Les acteurs de la location de vacances comme Abritel et Airbnb raillent les syndicats hôteliers et leurs chiffres qu’ils jugent farfelus.

Dans un « manifeste » publié le 4 février, les syndicats hôteliers ont demandé aux communes de faire du tourisme une priorité. Il s’agit d’un appel aux maires, cosigné par l’Union des métiers et industries de l’hôtellerie (Umih) et le Groupement National des Chaînes Hôtelières (GNC). L’objectif affiché – promouvoir le tourisme et assurer des retombées économiques pour les communes – « ne peut être que partagé par les membres » de l’Union Nationale pour la Promotion de la Location de Vacances (UNPLV), explique un communiqué de ce regroupement réunissant notamment Abritel et Airbnb.

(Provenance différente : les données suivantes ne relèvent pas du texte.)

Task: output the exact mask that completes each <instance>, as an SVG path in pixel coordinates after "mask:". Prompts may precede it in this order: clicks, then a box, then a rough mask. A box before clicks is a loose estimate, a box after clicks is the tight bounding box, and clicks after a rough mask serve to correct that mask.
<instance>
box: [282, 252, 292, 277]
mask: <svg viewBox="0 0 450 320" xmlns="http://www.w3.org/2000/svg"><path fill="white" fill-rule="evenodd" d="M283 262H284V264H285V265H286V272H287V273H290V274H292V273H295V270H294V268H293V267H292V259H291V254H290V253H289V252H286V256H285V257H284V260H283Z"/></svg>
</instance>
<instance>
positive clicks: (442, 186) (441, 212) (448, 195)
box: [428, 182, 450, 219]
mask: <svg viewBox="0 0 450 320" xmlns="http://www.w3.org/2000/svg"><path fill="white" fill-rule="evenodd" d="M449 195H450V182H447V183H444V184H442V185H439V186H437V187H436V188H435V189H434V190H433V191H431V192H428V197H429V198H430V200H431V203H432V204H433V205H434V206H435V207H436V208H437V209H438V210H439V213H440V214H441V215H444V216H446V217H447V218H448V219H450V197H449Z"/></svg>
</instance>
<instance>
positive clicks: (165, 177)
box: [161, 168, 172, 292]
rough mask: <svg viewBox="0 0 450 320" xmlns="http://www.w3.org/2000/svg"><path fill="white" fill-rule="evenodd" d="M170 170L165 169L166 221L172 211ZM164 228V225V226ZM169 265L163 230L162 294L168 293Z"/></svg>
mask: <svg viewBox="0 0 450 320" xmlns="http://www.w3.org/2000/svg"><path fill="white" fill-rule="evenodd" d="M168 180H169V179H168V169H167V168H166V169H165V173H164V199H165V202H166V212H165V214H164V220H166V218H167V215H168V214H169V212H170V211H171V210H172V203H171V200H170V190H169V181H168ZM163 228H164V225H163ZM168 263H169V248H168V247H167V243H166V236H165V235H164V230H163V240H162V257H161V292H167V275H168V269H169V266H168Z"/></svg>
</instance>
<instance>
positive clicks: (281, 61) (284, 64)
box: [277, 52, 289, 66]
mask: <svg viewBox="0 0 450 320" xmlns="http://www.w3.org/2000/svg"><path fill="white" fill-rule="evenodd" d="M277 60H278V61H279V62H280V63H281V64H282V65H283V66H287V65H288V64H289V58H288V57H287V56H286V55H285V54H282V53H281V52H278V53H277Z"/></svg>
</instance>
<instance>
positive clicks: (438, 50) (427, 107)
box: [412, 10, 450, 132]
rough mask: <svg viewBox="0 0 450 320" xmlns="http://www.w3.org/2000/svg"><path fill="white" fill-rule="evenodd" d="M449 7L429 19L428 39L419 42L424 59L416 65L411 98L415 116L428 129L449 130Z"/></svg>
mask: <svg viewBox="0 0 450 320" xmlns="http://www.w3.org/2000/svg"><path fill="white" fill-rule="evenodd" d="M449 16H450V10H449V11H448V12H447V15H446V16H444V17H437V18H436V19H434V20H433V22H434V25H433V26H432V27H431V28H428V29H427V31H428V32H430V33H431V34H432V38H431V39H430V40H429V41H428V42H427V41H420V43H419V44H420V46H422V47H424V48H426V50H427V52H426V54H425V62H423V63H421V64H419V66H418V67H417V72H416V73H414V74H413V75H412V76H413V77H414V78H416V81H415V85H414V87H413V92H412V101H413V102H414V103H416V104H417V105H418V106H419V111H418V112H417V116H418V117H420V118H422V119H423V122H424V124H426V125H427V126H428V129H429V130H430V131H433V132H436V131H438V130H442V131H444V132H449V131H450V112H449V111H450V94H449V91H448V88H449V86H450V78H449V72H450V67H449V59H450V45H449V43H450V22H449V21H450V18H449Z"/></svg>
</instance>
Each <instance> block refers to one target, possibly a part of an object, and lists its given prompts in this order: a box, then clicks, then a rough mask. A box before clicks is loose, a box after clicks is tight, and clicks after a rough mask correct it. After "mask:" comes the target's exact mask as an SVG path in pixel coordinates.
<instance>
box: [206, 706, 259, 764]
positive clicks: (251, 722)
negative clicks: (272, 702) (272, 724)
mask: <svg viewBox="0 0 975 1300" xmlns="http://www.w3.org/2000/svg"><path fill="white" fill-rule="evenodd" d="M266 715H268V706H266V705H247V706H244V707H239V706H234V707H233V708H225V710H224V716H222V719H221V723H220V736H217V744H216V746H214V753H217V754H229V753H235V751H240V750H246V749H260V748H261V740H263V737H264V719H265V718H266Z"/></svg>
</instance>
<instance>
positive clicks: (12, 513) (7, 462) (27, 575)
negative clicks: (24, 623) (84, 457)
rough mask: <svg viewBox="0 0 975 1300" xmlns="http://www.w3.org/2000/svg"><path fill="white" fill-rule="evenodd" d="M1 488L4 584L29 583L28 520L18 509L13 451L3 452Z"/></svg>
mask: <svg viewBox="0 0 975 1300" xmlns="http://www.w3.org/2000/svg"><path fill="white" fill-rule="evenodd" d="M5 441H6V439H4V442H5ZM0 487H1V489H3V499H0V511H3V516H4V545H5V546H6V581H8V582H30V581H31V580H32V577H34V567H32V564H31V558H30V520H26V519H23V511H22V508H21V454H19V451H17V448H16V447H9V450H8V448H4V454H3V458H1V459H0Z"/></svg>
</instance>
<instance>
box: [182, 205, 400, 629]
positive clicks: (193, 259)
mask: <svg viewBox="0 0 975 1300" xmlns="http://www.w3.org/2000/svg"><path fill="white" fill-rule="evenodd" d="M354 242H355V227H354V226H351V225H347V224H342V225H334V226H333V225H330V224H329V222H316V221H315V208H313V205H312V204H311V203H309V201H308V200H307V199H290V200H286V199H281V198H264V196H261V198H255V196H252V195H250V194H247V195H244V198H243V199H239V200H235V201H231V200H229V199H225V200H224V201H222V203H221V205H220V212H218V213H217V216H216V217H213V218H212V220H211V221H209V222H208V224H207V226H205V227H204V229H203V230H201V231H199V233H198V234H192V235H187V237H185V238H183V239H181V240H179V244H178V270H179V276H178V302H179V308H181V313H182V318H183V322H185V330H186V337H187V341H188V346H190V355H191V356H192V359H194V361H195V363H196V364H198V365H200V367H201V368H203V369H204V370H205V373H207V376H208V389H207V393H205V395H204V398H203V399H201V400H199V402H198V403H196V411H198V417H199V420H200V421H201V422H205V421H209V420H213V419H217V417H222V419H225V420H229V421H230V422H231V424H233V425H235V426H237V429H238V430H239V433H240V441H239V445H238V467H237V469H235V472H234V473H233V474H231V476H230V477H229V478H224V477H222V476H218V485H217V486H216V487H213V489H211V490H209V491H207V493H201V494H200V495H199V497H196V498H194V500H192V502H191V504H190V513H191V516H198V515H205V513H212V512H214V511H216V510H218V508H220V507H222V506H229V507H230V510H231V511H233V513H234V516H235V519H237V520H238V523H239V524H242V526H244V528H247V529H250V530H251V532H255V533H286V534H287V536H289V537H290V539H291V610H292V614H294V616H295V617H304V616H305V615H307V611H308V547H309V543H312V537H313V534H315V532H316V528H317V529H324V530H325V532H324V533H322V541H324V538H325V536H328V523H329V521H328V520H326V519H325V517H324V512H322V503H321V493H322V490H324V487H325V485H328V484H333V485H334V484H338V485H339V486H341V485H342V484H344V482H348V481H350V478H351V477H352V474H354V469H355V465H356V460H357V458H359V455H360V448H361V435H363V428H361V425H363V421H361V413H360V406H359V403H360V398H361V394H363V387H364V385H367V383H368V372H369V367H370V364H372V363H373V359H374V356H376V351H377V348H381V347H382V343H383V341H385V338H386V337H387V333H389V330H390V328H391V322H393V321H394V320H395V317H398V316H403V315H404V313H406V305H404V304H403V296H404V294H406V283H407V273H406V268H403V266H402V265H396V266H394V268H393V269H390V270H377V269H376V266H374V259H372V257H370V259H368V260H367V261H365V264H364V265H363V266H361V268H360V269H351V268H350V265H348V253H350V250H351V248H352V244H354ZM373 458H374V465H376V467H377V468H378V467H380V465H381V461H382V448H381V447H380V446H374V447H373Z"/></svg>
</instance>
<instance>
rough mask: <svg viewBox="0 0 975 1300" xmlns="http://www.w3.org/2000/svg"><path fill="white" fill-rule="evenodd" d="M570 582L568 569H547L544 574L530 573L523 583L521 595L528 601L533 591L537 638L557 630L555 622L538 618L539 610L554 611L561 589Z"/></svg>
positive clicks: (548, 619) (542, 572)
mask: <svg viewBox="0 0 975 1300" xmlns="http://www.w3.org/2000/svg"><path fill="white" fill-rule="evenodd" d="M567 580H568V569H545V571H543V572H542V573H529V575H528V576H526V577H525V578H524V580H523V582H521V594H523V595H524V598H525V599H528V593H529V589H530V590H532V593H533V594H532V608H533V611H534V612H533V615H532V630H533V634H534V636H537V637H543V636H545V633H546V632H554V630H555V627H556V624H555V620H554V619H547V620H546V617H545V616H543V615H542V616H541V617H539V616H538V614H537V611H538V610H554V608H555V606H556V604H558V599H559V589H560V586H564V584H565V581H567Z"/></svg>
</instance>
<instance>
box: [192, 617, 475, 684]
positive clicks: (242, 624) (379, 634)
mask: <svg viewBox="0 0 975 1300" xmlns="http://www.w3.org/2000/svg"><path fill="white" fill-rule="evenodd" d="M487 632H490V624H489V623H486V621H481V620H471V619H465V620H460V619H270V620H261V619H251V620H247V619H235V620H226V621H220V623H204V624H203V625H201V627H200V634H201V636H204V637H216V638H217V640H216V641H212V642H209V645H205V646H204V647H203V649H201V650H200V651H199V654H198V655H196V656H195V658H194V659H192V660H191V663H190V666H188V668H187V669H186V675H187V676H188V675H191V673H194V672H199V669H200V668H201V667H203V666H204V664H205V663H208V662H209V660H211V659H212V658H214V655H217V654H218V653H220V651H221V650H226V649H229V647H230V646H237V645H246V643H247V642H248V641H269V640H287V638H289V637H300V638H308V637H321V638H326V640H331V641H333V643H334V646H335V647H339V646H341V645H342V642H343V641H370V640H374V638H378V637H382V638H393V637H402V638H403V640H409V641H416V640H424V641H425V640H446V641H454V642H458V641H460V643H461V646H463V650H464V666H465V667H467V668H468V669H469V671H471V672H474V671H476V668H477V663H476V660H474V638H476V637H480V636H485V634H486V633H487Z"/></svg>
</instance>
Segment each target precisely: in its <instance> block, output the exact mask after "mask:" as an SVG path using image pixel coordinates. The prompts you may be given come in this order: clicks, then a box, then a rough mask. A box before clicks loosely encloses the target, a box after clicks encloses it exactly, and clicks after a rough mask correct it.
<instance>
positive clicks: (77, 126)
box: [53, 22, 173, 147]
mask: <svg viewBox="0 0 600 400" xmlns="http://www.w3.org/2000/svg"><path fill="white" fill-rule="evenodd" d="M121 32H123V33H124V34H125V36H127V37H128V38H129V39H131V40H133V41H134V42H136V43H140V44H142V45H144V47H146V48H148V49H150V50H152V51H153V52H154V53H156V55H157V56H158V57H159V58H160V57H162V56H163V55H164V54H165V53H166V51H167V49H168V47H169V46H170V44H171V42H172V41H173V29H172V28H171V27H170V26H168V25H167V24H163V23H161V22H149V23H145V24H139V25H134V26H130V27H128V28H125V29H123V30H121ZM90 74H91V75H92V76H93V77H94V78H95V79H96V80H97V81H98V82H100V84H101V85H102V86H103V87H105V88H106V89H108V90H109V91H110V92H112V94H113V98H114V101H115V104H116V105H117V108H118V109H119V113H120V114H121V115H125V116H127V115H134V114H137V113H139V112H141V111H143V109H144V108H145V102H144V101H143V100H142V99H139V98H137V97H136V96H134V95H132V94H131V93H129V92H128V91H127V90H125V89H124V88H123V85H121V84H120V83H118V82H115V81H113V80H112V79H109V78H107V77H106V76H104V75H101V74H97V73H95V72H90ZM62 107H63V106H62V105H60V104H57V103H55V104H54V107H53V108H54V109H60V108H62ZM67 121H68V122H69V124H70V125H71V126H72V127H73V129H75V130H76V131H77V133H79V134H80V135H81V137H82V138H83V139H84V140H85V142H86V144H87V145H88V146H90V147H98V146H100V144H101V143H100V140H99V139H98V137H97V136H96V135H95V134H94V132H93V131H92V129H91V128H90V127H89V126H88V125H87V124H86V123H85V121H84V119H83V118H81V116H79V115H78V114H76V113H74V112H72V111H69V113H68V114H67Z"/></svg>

2 millions d’annonces ? « Irréaliste »

Mais le communiqué des plateformes de locations saisonnières vise aussi et surtout à dénoncer les « fake news » du manifeste, avec ses « chiffres biaisés un mois avant les municipales », en donnant des exemples de statistiques avancées par l’Umih et le GNC, qui sont qualifiés de surprenantes : « ‘80% de locations meublées en France non enregistrées et non déclarées’, plus de ‘2 millions d’annonces sur les plateformes de location meublée’… Parler de 2 millions d’annonces est totalement irréaliste ! L’UNPLV, qui regroupe les principaux acteurs du secteur, représente environ 800 000 annonces… », s’amuse l’Union. Par ailleurs, en 2019, Airbnb a collecté et reversé à lui seul 58 millions d’euros, et non 24 millions comme affirmé par les syndicats hôteliers, est-il ajouté.